Did White House Lie about Loss of 5 Million E-mails?





When Congress asked about 5 million executive branch e-mails that went missing, a White House lawyer pointed the finger at an outside IT contractor.
The only problem? No such IT contractor exists, according to sources close to the investigation of a possible violation of the Federal Records and Presidential Records acts.

White House Office of Administration (OA) Deputy General Counsel Keith Roberts told the House Oversight Committee on May 29 that "an unidentified company working for the Information Assurance (IA) Directorate of the Office of the Chief Information Officer was responsible for daily audits of the e-mail system and the e-mail archiving process," according to committee chair Rep. Henry Waxman, D-Calif. That briefing came about after it was confirmed by the White House in April that millions of e-mails had vanished from Executive Office of the President (EOP) archives from 2003-2005.
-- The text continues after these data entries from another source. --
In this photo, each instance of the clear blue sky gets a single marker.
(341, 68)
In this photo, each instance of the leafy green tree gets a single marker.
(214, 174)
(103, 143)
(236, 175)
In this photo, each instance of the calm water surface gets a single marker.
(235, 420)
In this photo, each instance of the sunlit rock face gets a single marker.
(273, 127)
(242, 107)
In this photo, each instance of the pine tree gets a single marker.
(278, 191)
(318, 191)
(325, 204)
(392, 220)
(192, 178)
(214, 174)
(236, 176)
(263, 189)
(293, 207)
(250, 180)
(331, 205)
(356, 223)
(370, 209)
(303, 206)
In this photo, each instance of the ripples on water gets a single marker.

"Mr. Roberts was not able to explain why the daily audits conducted by this contractor failed to detect the problems in the archive system when they first began," wrote Waxman in an Aug. 30 letter to White House Counsel Fred Fielding. In that letter, Waxman requested that the White House provide the committee by Sept. 10 with an internal Executive Office of the President report on the e-mail system it said it prepared following the discovery of the missing e-mails, as well as the identity of the contractor responsible for daily audits and archiving. That deadline has come and gone with no response from the Bush administration on Waxman's request.